Foto: Karl-Josef Hildenbrand/ dpa

In den wenigen Tagen als Bayern-Trainer scheint Pep Guardiola bereits eines geschafft zu haben: seine Prinzipien durchzusetzen, auch gegen Widerstände. Er installierte ein 4-1-4-1-System mit absoluter Offensive, viel Zonenverteidigung, feste Positionen scheint es kaum noch zu geben. "Mein System ist sehr einfach: Rennen, rennen, rennen mit dem Ball, und elf Spieler helfen", sagt der Bayern-Trainer.

Blickdichter Trainingsplatz

Den nun im Raum stehenden möglichen Thiago-Transfer fädelte Guardiola ein, mit freundlicher Unterstützung seines Bruders Pere, der nicht nur sein Berater ist, sondern auch der Thiagos.

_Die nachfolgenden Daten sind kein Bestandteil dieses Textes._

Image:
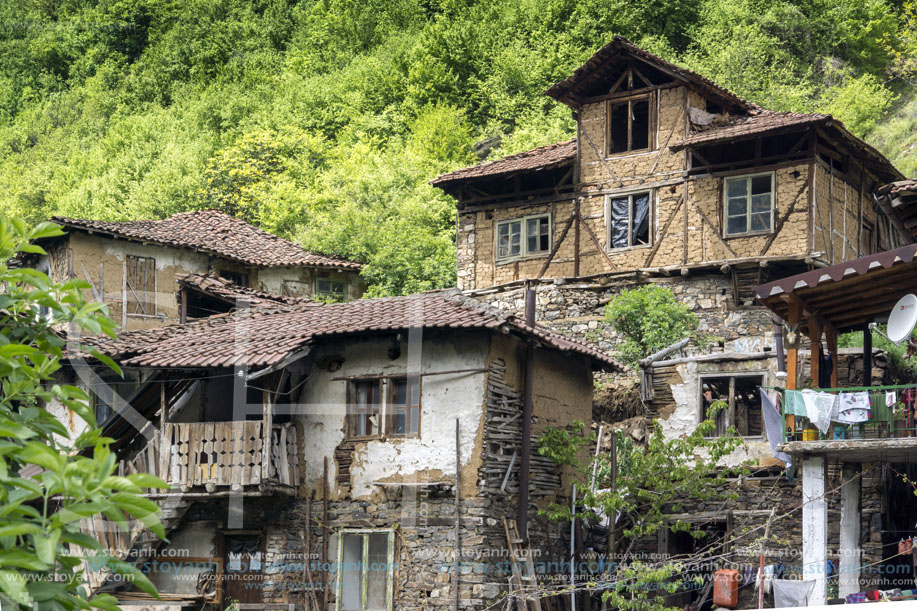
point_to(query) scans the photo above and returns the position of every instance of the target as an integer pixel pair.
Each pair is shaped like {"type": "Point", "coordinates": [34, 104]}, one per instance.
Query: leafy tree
{"type": "Point", "coordinates": [651, 482]}
{"type": "Point", "coordinates": [40, 521]}
{"type": "Point", "coordinates": [649, 318]}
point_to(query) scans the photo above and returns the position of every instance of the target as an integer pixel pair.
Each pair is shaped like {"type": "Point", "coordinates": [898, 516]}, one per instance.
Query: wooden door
{"type": "Point", "coordinates": [243, 568]}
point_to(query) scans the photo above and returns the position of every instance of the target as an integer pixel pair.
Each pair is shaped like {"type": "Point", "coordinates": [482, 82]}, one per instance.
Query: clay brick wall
{"type": "Point", "coordinates": [686, 214]}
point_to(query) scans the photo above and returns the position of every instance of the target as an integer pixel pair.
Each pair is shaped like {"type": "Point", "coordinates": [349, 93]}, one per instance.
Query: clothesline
{"type": "Point", "coordinates": [849, 388]}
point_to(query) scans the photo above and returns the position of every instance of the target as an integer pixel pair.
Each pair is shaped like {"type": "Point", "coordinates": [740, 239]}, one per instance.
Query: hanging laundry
{"type": "Point", "coordinates": [794, 405]}
{"type": "Point", "coordinates": [853, 408]}
{"type": "Point", "coordinates": [792, 592]}
{"type": "Point", "coordinates": [825, 368]}
{"type": "Point", "coordinates": [819, 406]}
{"type": "Point", "coordinates": [773, 426]}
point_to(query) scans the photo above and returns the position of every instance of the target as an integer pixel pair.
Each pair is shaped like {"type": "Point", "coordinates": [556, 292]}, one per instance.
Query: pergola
{"type": "Point", "coordinates": [829, 301]}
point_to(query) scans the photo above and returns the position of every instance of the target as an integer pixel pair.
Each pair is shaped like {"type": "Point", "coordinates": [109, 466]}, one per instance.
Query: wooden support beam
{"type": "Point", "coordinates": [598, 245]}
{"type": "Point", "coordinates": [815, 332]}
{"type": "Point", "coordinates": [782, 220]}
{"type": "Point", "coordinates": [662, 234]}
{"type": "Point", "coordinates": [560, 240]}
{"type": "Point", "coordinates": [714, 230]}
{"type": "Point", "coordinates": [831, 338]}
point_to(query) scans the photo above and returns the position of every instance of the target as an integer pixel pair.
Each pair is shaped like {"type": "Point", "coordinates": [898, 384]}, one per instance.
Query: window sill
{"type": "Point", "coordinates": [364, 438]}
{"type": "Point", "coordinates": [508, 260]}
{"type": "Point", "coordinates": [615, 251]}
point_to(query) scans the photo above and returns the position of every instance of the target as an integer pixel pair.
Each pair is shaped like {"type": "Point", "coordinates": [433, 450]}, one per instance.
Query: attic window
{"type": "Point", "coordinates": [629, 125]}
{"type": "Point", "coordinates": [330, 289]}
{"type": "Point", "coordinates": [628, 220]}
{"type": "Point", "coordinates": [239, 278]}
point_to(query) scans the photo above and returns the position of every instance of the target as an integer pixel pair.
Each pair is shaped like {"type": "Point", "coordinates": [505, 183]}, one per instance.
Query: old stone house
{"type": "Point", "coordinates": [134, 267]}
{"type": "Point", "coordinates": [379, 440]}
{"type": "Point", "coordinates": [674, 180]}
{"type": "Point", "coordinates": [669, 173]}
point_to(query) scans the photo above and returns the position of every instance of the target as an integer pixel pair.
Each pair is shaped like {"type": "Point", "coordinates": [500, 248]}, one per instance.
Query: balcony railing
{"type": "Point", "coordinates": [229, 455]}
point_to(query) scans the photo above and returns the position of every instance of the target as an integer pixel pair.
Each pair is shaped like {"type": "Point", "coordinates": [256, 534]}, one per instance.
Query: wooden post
{"type": "Point", "coordinates": [792, 356]}
{"type": "Point", "coordinates": [831, 338]}
{"type": "Point", "coordinates": [767, 534]}
{"type": "Point", "coordinates": [165, 451]}
{"type": "Point", "coordinates": [267, 422]}
{"type": "Point", "coordinates": [183, 317]}
{"type": "Point", "coordinates": [576, 236]}
{"type": "Point", "coordinates": [458, 520]}
{"type": "Point", "coordinates": [325, 534]}
{"type": "Point", "coordinates": [815, 344]}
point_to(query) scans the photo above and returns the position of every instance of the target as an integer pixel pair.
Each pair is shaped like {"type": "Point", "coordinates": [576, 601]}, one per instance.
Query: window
{"type": "Point", "coordinates": [749, 203]}
{"type": "Point", "coordinates": [364, 408]}
{"type": "Point", "coordinates": [628, 220]}
{"type": "Point", "coordinates": [741, 395]}
{"type": "Point", "coordinates": [530, 235]}
{"type": "Point", "coordinates": [365, 566]}
{"type": "Point", "coordinates": [140, 285]}
{"type": "Point", "coordinates": [403, 409]}
{"type": "Point", "coordinates": [400, 411]}
{"type": "Point", "coordinates": [630, 125]}
{"type": "Point", "coordinates": [239, 278]}
{"type": "Point", "coordinates": [331, 289]}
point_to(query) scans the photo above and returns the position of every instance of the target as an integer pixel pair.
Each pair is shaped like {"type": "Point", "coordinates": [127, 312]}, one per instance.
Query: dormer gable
{"type": "Point", "coordinates": [622, 68]}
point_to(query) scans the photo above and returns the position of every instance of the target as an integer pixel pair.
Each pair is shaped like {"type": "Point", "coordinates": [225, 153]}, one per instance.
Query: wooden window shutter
{"type": "Point", "coordinates": [141, 285]}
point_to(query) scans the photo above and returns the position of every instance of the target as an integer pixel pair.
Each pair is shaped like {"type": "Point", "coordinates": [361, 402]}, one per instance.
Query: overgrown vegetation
{"type": "Point", "coordinates": [50, 481]}
{"type": "Point", "coordinates": [651, 483]}
{"type": "Point", "coordinates": [649, 318]}
{"type": "Point", "coordinates": [324, 120]}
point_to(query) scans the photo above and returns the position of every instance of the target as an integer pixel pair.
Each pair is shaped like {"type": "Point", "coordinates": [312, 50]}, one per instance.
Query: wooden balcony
{"type": "Point", "coordinates": [230, 456]}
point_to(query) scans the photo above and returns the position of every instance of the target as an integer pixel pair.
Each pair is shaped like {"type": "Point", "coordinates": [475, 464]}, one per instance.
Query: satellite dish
{"type": "Point", "coordinates": [902, 319]}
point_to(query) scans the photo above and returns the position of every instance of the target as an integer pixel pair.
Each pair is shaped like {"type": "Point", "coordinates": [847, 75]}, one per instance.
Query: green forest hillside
{"type": "Point", "coordinates": [324, 120]}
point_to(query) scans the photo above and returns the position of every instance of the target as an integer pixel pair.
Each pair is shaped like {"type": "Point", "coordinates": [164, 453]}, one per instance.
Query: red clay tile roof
{"type": "Point", "coordinates": [762, 122]}
{"type": "Point", "coordinates": [215, 233]}
{"type": "Point", "coordinates": [563, 90]}
{"type": "Point", "coordinates": [268, 336]}
{"type": "Point", "coordinates": [898, 187]}
{"type": "Point", "coordinates": [229, 291]}
{"type": "Point", "coordinates": [541, 158]}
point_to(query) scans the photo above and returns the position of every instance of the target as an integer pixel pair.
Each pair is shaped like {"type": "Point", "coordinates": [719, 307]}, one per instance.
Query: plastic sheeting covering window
{"type": "Point", "coordinates": [749, 203]}
{"type": "Point", "coordinates": [629, 220]}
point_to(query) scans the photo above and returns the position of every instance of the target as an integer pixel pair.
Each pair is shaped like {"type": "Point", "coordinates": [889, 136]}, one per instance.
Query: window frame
{"type": "Point", "coordinates": [730, 411]}
{"type": "Point", "coordinates": [319, 294]}
{"type": "Point", "coordinates": [132, 296]}
{"type": "Point", "coordinates": [630, 99]}
{"type": "Point", "coordinates": [725, 205]}
{"type": "Point", "coordinates": [390, 404]}
{"type": "Point", "coordinates": [523, 237]}
{"type": "Point", "coordinates": [349, 432]}
{"type": "Point", "coordinates": [651, 219]}
{"type": "Point", "coordinates": [390, 559]}
{"type": "Point", "coordinates": [386, 391]}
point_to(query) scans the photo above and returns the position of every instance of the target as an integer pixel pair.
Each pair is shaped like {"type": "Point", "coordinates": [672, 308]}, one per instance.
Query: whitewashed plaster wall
{"type": "Point", "coordinates": [444, 398]}
{"type": "Point", "coordinates": [192, 540]}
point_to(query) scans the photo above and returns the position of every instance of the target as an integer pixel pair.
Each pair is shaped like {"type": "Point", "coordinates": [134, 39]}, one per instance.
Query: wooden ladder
{"type": "Point", "coordinates": [524, 578]}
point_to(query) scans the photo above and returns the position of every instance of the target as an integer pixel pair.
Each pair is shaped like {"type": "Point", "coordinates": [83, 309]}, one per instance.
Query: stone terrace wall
{"type": "Point", "coordinates": [577, 309]}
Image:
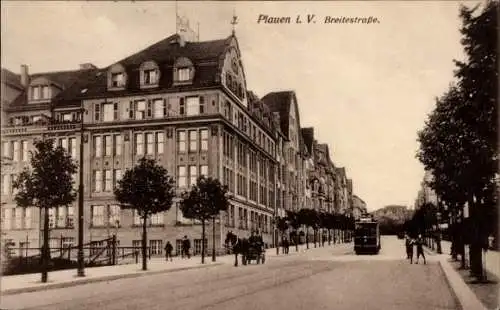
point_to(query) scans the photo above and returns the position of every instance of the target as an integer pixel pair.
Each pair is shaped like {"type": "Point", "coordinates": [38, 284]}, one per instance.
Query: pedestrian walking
{"type": "Point", "coordinates": [168, 251]}
{"type": "Point", "coordinates": [186, 245]}
{"type": "Point", "coordinates": [420, 248]}
{"type": "Point", "coordinates": [409, 248]}
{"type": "Point", "coordinates": [287, 245]}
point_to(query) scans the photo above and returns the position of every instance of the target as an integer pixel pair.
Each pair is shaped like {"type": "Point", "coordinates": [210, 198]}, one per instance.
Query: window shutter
{"type": "Point", "coordinates": [202, 104]}
{"type": "Point", "coordinates": [149, 109]}
{"type": "Point", "coordinates": [182, 106]}
{"type": "Point", "coordinates": [131, 110]}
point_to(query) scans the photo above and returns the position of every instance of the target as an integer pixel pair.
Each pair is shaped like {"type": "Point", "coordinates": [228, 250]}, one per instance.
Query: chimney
{"type": "Point", "coordinates": [87, 66]}
{"type": "Point", "coordinates": [24, 75]}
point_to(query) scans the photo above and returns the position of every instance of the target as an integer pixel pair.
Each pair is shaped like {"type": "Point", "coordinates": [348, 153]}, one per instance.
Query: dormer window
{"type": "Point", "coordinates": [149, 74]}
{"type": "Point", "coordinates": [183, 71]}
{"type": "Point", "coordinates": [183, 74]}
{"type": "Point", "coordinates": [117, 78]}
{"type": "Point", "coordinates": [40, 92]}
{"type": "Point", "coordinates": [150, 77]}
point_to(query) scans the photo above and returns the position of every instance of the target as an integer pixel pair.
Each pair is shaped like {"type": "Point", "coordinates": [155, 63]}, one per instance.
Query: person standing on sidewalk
{"type": "Point", "coordinates": [168, 251]}
{"type": "Point", "coordinates": [186, 245]}
{"type": "Point", "coordinates": [409, 248]}
{"type": "Point", "coordinates": [420, 248]}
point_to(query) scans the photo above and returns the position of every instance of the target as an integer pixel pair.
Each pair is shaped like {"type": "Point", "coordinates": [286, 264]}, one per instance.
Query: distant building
{"type": "Point", "coordinates": [426, 194]}
{"type": "Point", "coordinates": [358, 207]}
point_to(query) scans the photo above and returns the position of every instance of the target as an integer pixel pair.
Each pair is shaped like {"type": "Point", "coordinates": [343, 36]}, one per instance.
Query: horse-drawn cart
{"type": "Point", "coordinates": [255, 252]}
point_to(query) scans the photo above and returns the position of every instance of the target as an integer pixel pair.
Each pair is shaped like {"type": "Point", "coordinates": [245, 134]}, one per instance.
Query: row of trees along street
{"type": "Point", "coordinates": [459, 142]}
{"type": "Point", "coordinates": [147, 188]}
{"type": "Point", "coordinates": [334, 225]}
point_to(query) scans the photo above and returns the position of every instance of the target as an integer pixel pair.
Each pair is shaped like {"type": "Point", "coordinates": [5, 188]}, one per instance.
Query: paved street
{"type": "Point", "coordinates": [322, 278]}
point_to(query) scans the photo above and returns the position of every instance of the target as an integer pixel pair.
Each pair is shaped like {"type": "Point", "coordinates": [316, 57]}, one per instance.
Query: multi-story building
{"type": "Point", "coordinates": [426, 194]}
{"type": "Point", "coordinates": [358, 207]}
{"type": "Point", "coordinates": [285, 106]}
{"type": "Point", "coordinates": [341, 192]}
{"type": "Point", "coordinates": [185, 104]}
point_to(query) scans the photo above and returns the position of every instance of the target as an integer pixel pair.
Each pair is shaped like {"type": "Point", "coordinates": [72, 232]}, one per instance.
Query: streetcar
{"type": "Point", "coordinates": [366, 236]}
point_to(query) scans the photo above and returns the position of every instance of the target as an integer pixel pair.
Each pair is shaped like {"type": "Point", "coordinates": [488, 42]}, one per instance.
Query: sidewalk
{"type": "Point", "coordinates": [492, 259]}
{"type": "Point", "coordinates": [466, 297]}
{"type": "Point", "coordinates": [65, 278]}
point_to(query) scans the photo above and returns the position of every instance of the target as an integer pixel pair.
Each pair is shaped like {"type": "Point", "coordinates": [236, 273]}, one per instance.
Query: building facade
{"type": "Point", "coordinates": [186, 105]}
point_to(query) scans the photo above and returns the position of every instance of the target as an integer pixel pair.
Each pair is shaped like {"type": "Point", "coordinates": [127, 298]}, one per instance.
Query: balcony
{"type": "Point", "coordinates": [34, 128]}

Und das entgegen der Meinung des Bayern-Vorstands, der Pep Guardiola den Dortmunder Jungstar Mario Götze erst schmackhaft machen musste und sich nun einer neuen Situation gegenübersieht.

Guardiola verfügte zudem, dass etwa die Hälfte der Trainingseinheiten in Arco nicht für die Öffentlichkeit zugänglich war. Der Trainingsplatz der Bayern an der Säbener Straße wird blickdicht gemacht, vor Spielen darf künftig wohl niemand mehr zuschauen, erst danach. All diese Maßnahmen und sein forderndes, von Anspruchsdenken geprägtes Auftreten werden Guardiola nicht nur Freunde bringen.

Es kommt ein Mann zum Champions-League-Gewinner, der viel Macht und Einfluss hat im Fußballgeschäft. Weil er lange Zeit Spieler und Trainer Barcelonas war und nicht zuletzt durch seinen Bruder exzellente Kontakte hat. Der außerdem ziemlich genau weiß, was er will. Und was nicht.

Hoeneß angeschlagen, Rummenigge reibt sich auf

Dazu kommt, dass die Hierarchien im Verein nicht mehr so klar ausgeprägt sind wie in den vergangenen Jahren. Präsident Uli Hoeneß ist wegen seiner Steueraffäre extrem angeschlagen, Vorstandschef Karl-Heinz Rummenigge leistet sich ermüdende Sticheleien mit Dortmunds Geschäftsführer Hans-Joachim Watzke. Sportdirektor Matthias Sammer muss seine Rolle bei den Bayern neu definieren. Er hat selbst gesagt, dass er sein Augenmerk bislang zu wenig auf die eigene Jugendabteilung gelegt habe und besser mit den Talenten kommuniziert werden müsse.

Über den neuen Trainer sagte Sammer: "Die Tradition der Mannschaft und Pep Guardiolas Ideen prallen aufeinander." Zwei Welten also. Guardiola findet die Zusammenarbeit mit Sammer "sehr, sehr gut. Ich arbeite ohne Probleme mit ihm, er ist ein Superprofi, ein guter Mensch und er hat große Erfahrung in der Bundesliga".

Das klingt professionell, aber nicht vertraut. Man könnte es auch so lesen: Wenn Guardiola Sammers Hilfe braucht, dann nimmt er sie in Anspruch. Wenn er es selbst besser weiß, lässt er es sein. Das könnte häufiger passieren, als es Sammer lieb ist. Und es würde hervorragend passen zur neuen Autarkie im System Guardiola.